Sur le papier, l’accord permet à la gauche de présenter un seul candidat par circonscription. Pas anodin quand on connaît les règles de qualification aux législatives : faire partie des deux premiers ou obtenir au moins 12.5 % des inscrits (soit environ 25 % si l’abstention est de 50 %) pour se maintenir au second tour. « Sans accord, la fragmentation des voix à gauche aurait rendu la qualification plus compliquée. L’union augmente donc cette perspective même s’il peut y avoir des candidatures dissidentes qui ne respecteront pas l’accord », précise Martial Foucault, professeur à Sciences po. « L’unité change le rapport de force et pourrait créer davantage de triangulaires, avec un bloc de gauche, un bloc centriste et un bloc d’extrême droite », ajoute le directeur du Cevipof.
Vers un renforcement de « la majorité présidentielle » ?
Cette redistribution de cartes devrait entraîner des bouleversements au sein de la majorité présidentielle, selon le chercheur. « La République en marche a désormais la nécessité de s’assurer qu’il y a le moins possible de perditions au centre-droit, limitant notamment les affrontements avec les alliés comme Horizons [le parti d'Edouard Philippe]. L’accord à gauche peut aussi produire une accélération de débauchages des candidats Les Républicains sortants, si ces derniers ont le sentiment que la bannière "majorité présidentielle" leur offre plus de chance d’être élus », ajoute Martial Fourcault.
La tentation macroniste de plusieurs élus LR agite la droite depuis plusieurs jours. Mais la direction du parti a fait savoir qu’il n’y aurait pas d’accord national avec Emmanuel Macron. « Ca fait deux mois qu’on nous annonce que des dizaines d’élus vont rejoindre la majorité, mais on n’a vu personne sortir », balaie le député LR de la Manche, Philippe Gosselin. « Ce n’est pas parce qu’il y a un cartel électoral à gauche qu’il faut une union des droites. Sur le terrain, je ne pense pas que cette alliance change vraiment la donne. La dynamique nationale derrière la figure de Mélenchon ne l’est pas forcément au niveau local », nuance-t-il.
Le Rassemblement national continue de fermer la porte
Eric Zemmour a, de son côté, tenté d’utiliser cette union de la gauche pour enfin convaincre Marine Le Pen de faire alliance aux législatives. « Soit le bloc national s’unit, et dans ce cas-là il pourrait se retrouver au second tour dans 396 circonscriptions et avoir entre 100 et 200 députés. Soit il n’y a pas d’accord et le RN aura seulement 15 députés et il y aura 100 à 150 mélenchonnistes », a tweeté lundi le patron de Reconquête !. Un argument qui n’a pas du tout convaincu le Rassemblement national, qui continue d’ignorer son ex rival. « La gauche, qui est en état de mort cérébrale, tente de sauver ce qu’elle peut sauver avec cet accord, on peut le comprendre.

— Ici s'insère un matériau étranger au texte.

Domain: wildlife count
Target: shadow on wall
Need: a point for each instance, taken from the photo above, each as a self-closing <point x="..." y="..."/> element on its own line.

Mais ça ne change rien à notre stratégie : nous aurons des candidats partout », appuie Gilles Pennelle, patron du RN en Bretagne.
Ce refus agace les cadres de Reconquête ! « Jean-Luc Mélenchon a, lui, eu l’intelligence politique de tendre la main à ceux qui l’ont empêché d’être au second tour. Macron tente aussi d’unifier sa majorité, constate Benjamin Cauchy, candidat du parti identitaire dans l’Aisne. De nôtre coté, le RN refuse cette unité pour des raisons passionnées. Cela nous rendra la tâche plus difficile pour le scrutin ».